Un gagnant du prix Booker prend son premier amour et – juste peut-être – l’espoir

JEUNE MONGO

Par Douglas Stuart

Lorsque Mungo, 15 ans, et son frère Hamish traversent le centre de Glasgow à toute vitesse dans une voiture que ce dernier a été payé pour voler, les quartiers sont nouveaux pour eux ; ils ont à peine dépassé les limites de quelques rues étroites. Comme «Shuggie Bain», le premier roman de Stuart, lauréat du Booker Prize 2020, «Young Mungo» a une compréhension vécue des textures de la vie avec un parent alcoolique et des mères avec une conviction mal placée dans les effets masculinisants des voyages de pêche. Mais où « Shuggie Bain centré sur la dévotion d’un fils à sa mère rayonnante et autodestructrice, « Young Mungo » parle d’une autre souche: le premier amour à travers les lignes sectaires.

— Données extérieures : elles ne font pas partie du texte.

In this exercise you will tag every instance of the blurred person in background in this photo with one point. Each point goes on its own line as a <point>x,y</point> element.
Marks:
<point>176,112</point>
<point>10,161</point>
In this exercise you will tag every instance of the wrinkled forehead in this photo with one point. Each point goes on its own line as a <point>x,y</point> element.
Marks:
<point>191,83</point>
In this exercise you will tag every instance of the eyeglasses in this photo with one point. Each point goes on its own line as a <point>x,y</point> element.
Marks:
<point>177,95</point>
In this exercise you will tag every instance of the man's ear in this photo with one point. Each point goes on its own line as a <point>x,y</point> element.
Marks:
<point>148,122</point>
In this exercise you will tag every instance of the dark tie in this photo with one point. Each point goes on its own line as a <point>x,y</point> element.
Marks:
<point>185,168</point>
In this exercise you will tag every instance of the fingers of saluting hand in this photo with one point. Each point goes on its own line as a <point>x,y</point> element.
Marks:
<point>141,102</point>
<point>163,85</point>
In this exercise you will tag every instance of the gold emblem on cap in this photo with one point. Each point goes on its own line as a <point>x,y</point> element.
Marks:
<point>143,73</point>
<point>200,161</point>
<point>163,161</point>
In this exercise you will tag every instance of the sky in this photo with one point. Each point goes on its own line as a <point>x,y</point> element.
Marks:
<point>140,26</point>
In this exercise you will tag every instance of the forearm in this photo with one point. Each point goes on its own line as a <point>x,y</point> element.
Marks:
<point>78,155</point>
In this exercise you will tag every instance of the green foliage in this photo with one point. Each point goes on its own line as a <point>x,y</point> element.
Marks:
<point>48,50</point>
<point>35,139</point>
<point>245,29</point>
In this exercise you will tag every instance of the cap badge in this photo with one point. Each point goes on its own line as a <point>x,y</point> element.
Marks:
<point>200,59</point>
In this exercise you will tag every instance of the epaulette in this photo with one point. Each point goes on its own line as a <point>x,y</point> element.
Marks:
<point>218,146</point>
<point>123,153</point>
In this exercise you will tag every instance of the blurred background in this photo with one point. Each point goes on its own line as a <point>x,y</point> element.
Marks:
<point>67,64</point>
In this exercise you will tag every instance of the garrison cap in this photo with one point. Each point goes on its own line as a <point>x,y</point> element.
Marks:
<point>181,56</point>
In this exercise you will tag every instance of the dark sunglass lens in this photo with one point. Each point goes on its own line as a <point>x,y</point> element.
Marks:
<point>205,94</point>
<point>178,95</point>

À cet égard, cela rappelle davantage les premiers travaux publiés de l’auteur. Le protagoniste de « Found Wanting », la nouvelle de Stuart en 2020, a placé une annonce pour les cœurs solitaires : « M – 17, Discreet, Not Out ». Notre correspondant est « timide » et « Looking for same » ; « J’aime » inclut « Michelle Pfeiffer, Thomas Hardy ». Une autre histoire, « The Englishman » (également publiée dans The New Yorker), suit également un jeune homme gay de la classe ouvrière écossaise dans les années 1980. Dans chaque histoire, c’est trop confrontant, ou pas encore possible, pour les protagonistes de choisir des amants de leur âge, les garçons qu’ils désirent vraiment. On ne nous dit jamais pourquoi le garçon de Glasgow de « Found Wanting » se contente de l’avocat, qui l’emmène à Édimbourg, au lieu de répondre au fils du crofter solitaire. « The Englishman », qui se déroule à Londres, est la réponse de Stuart à Hollinghurst et Forster, des histoires où les garçons de la classe ouvrière sont les objets tranquilles des hommes de la classe moyenne supérieure.

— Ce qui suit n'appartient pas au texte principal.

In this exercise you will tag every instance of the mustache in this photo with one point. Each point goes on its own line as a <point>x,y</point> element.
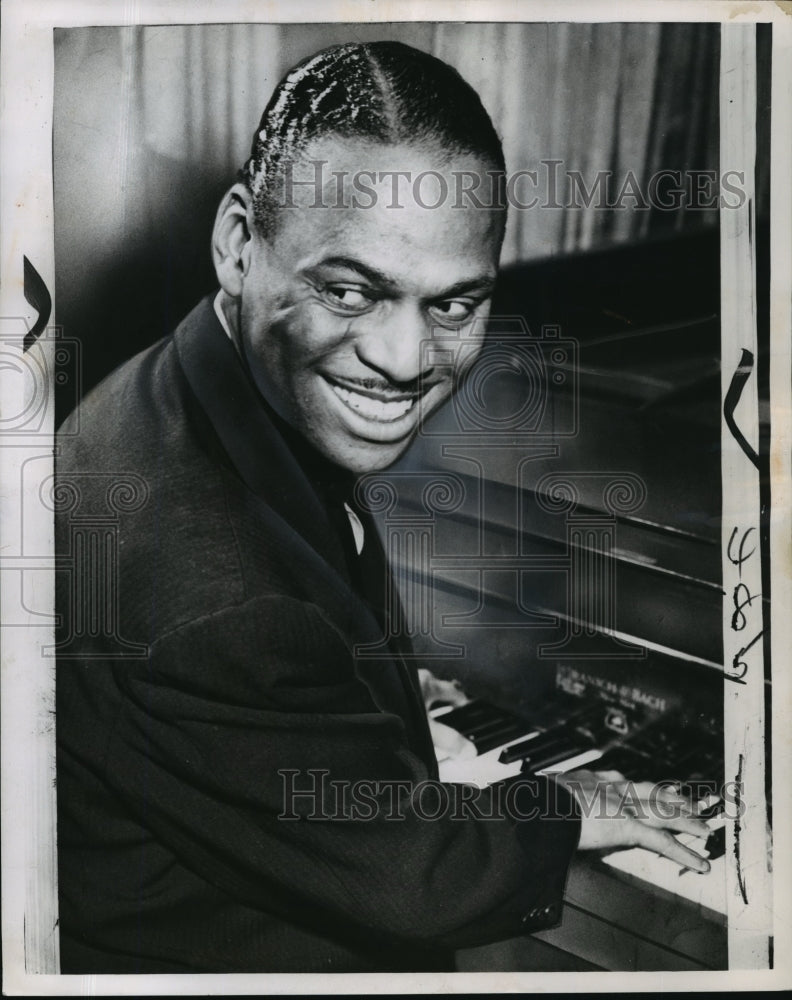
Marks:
<point>412,388</point>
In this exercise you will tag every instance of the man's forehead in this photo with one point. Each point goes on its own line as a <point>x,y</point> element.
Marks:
<point>397,204</point>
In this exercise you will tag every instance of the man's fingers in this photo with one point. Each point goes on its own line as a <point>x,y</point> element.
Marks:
<point>434,689</point>
<point>449,743</point>
<point>662,842</point>
<point>681,823</point>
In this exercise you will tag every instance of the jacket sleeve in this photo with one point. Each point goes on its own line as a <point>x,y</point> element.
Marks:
<point>251,749</point>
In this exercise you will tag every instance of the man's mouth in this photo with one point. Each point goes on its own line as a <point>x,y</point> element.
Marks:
<point>380,405</point>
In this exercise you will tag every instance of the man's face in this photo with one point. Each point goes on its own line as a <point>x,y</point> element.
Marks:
<point>336,305</point>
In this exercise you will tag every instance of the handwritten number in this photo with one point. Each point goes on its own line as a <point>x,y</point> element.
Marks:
<point>738,558</point>
<point>739,621</point>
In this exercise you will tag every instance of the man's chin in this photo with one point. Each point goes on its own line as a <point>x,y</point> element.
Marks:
<point>361,458</point>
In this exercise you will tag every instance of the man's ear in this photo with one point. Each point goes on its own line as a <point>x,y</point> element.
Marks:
<point>231,239</point>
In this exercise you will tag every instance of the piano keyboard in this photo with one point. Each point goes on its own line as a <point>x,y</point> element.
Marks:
<point>580,737</point>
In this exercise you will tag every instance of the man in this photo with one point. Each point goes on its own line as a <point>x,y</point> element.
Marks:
<point>191,832</point>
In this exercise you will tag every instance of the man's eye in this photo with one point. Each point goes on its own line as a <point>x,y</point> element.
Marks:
<point>347,298</point>
<point>453,312</point>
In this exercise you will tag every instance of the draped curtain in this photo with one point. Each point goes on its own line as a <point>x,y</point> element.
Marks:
<point>151,124</point>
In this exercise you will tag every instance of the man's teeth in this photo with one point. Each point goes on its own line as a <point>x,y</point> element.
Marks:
<point>373,409</point>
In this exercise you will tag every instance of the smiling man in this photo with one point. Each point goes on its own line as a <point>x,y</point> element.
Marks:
<point>244,794</point>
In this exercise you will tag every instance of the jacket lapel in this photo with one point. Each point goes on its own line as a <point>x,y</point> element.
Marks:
<point>268,467</point>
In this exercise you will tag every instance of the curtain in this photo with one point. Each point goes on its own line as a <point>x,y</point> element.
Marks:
<point>151,124</point>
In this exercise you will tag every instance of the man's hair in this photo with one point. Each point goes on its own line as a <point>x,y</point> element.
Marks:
<point>383,91</point>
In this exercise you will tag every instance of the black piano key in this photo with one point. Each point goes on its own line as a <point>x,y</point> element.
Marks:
<point>470,714</point>
<point>492,740</point>
<point>540,761</point>
<point>716,844</point>
<point>516,751</point>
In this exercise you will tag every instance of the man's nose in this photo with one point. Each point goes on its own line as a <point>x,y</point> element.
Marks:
<point>394,344</point>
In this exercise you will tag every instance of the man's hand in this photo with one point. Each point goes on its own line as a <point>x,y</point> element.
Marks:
<point>447,741</point>
<point>620,813</point>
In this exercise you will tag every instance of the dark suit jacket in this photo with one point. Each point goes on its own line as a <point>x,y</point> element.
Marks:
<point>234,575</point>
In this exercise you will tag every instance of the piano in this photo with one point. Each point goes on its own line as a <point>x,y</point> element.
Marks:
<point>555,539</point>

« Shuggie Bain », quant à lui, est centré sur un garçon primitif et précoce dont tout le monde peut voir qu’il n’est « pas » bien, qui ne trompe personne lorsqu’il prétend avoir eu une petite amie nommée Madonna lors de son projet de logement précédent. Le roman suit Shuggie de 5 à 16 ans, au bord d’une vie autonome nouvelle et incertaine, suite à la mort imminente de sa mère bien-aimée. « Young Mungo » relie les mondes du roman et des histoires précédents de Stuart.

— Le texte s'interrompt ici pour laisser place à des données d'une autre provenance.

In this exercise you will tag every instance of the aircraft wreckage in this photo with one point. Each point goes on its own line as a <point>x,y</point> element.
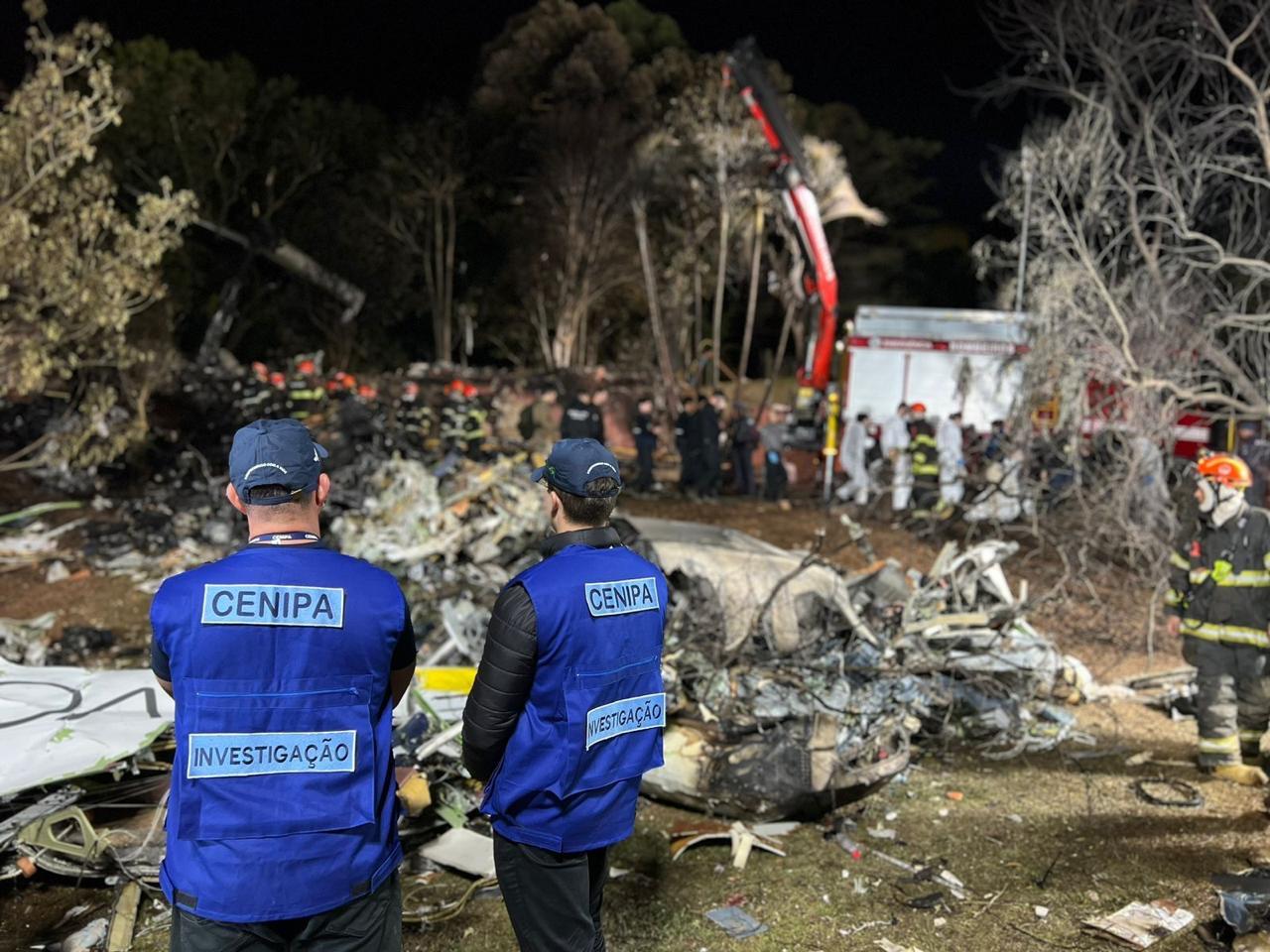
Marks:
<point>793,684</point>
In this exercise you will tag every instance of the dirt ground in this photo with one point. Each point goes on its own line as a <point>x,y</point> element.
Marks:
<point>1064,832</point>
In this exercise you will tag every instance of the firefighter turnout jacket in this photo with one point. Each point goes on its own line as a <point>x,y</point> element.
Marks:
<point>1220,580</point>
<point>282,788</point>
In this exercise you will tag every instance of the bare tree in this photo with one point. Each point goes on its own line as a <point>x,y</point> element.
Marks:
<point>1146,195</point>
<point>425,173</point>
<point>576,249</point>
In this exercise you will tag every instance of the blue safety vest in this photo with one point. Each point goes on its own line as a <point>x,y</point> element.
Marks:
<point>282,797</point>
<point>570,778</point>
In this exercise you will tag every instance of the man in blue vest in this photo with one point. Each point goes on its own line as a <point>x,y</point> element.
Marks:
<point>285,660</point>
<point>568,707</point>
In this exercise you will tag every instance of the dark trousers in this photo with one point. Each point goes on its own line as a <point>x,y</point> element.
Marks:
<point>553,898</point>
<point>1232,699</point>
<point>711,472</point>
<point>368,924</point>
<point>690,472</point>
<point>775,479</point>
<point>743,462</point>
<point>926,492</point>
<point>644,481</point>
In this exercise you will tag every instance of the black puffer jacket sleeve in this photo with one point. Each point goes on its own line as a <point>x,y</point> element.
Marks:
<point>503,682</point>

Bien que nous reconnaissions le cadre, le paysage émotionnel est subtilement différent. Mungo n’a jamais remarqué James Jamieson, le garçon doux, « déterminé, solitaire » qui vit en face et s’occupe des pigeons dans « l’endroit oublié derrière les immeubles ». James a une mère décédée et un père évitant. Un dimanche soir, dans l’appartement vide de Jamieson, Mungo se bagarre avec son nouvel ami pour percer un rare moment de hargne. Il n’a pas de mode pour exprimer des sentiments difficiles qui n’impliquent pas d’hostilité et s’attend à ce que James se défende. Au lieu de cela, James met son bras autour de lui. « Mais, doux ! quelle lumière passe par cette fenêtre ? » craque Jodie, la sœur de Mungo, quand elle le voit se languir à travers le passage. Les deux garçons sont tenus à l’écart par des forces aussi véhémentes que l’antipathie entre Montaigu et Capulet, et tout aussi dépensières : la haine entre protestants et catholiques, d’une part, mais l’homophobie de leurs pères et frères aussi.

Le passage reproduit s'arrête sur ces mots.